I prefer to use the IDE IntelliJ, it has a feature called “Code Inspector”. It will scan your code and suggest fixes for a lot of types of code smells.

Good code should never have obvious code smells.

Homework

For the “Java Tutor” Homework assignments you must use an Eclipse Plugin.  So sadly you have to use Eclipse with a custom built plugin and as usual I have had a lot of fun with randomly crashing Eclipse, the plugin giving me over and over again the same questions.

The “Java Tutor” is overall quite weak. The questions are more like “fill in the blanks” and only accepts a single correct answer. Usually the titles of the links to the related materials give away the correct answer.

However if you enter the wrong value, you can simply click “Show Answer”, copy the solution and progress without penalty.

EdX: Introduction to Linux

I recently completed the course “Introduction to Linux” by the Linux Foundation on the edX platform. Instead of paying 2500USD for the course you now can pay 250USD for a verified certificate, or simply get an honor certificate.

https://www.edx.org/course/linuxfoundationx/linuxfoundationx-lfs101x-introduction-1621#.U-YKjfmSyyY

Course Structure

The course is self-paced, you can take the exam anytime and at the end of the month the certificate is going to be issued.

Course Materials

Unlike other edX courses most of the materials are short articles covering the core topics. There are short videos, however they are mostly useless.

Learning Objectives

Sadly the first couple of Lessons are more like Advertisements that Linux is great and that Linux is used everywhere and being able to use Linux is an important skill.

The rest of the course covers the basic operations when interacting with a Linux system.

The course briefly takes a look at the graphical interfaces of three major Linux distributions Ubuntu, CentOS and openSUSE.

As expected most of the course covers how to interact with the Console covers the basic interaction with the console, file operations, security principles, text manipulation and concluding with bash scripting.

Final Exam

The final exam is a 30 question multiple choice test. Sadly some questions are easier to be answered using Google than the actual course material.

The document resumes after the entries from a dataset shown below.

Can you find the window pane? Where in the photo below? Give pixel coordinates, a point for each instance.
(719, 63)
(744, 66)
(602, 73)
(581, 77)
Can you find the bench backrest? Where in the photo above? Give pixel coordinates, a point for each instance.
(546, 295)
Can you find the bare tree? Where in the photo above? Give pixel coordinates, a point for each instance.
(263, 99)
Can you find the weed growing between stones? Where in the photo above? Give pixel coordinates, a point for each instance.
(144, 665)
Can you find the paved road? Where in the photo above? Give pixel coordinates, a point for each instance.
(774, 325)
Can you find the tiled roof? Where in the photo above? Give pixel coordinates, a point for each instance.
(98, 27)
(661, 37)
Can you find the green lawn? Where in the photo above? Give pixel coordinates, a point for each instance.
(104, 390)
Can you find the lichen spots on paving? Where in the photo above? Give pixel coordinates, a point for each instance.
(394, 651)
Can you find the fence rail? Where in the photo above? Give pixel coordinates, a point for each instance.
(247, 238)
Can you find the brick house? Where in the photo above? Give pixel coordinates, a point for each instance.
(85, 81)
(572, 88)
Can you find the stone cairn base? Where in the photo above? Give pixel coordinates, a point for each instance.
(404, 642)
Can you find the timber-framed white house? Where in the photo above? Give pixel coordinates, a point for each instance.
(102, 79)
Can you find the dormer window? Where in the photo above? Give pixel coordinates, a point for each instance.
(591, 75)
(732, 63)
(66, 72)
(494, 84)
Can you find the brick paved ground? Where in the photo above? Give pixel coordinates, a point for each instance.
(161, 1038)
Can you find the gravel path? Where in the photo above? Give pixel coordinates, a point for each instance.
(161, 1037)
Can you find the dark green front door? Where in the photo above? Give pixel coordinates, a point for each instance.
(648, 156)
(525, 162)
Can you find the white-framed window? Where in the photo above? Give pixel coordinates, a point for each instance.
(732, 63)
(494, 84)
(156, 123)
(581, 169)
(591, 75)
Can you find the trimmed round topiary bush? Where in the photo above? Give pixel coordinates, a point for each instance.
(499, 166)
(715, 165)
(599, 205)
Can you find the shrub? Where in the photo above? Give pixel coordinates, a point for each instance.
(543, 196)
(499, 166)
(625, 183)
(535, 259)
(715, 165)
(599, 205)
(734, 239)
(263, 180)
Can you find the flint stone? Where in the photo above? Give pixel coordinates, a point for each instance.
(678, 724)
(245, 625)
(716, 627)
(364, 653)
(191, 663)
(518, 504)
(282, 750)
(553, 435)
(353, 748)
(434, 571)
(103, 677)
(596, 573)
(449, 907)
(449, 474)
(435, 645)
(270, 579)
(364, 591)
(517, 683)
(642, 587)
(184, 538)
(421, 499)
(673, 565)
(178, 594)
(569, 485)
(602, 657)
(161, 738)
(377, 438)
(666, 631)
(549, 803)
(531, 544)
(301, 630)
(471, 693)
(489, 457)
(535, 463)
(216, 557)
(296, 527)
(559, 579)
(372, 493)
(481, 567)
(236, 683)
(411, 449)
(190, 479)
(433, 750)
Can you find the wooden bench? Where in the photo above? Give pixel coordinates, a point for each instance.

People with an basic understanding of Linux could just skip the entire course and just take the exam. It’s rather straightforward.

Conclusion

The course is a great introduction to the Linux System. The course is designed for IT-Specialists (Programmers, Web-Developers, and Administrators etc.) that have not worked with Linux and need a quick introduction how to work with the system.

Sadly with the emphasis on using the console most users interested in using Linux as alternative to Windows/OSX will simply say “Oh god, what a hassle, I’ll stick to my current system.” Once again Linux does not realize that GUIs have been invented to solve an issue where most people find it confusing when they do not see what they are doing.

Most users interacting with a computer are not aware that it is possible to interact with a computer without GUI, telling those users that sometimes you simply do not have a GUI confuses them. Most of the success of Linux as core of Android is the GUI and that users have a simple way installing programs and are not able to access any console / text only mode.

Once again the core of Linux is great, however the presentation and usability is that what sells Linux.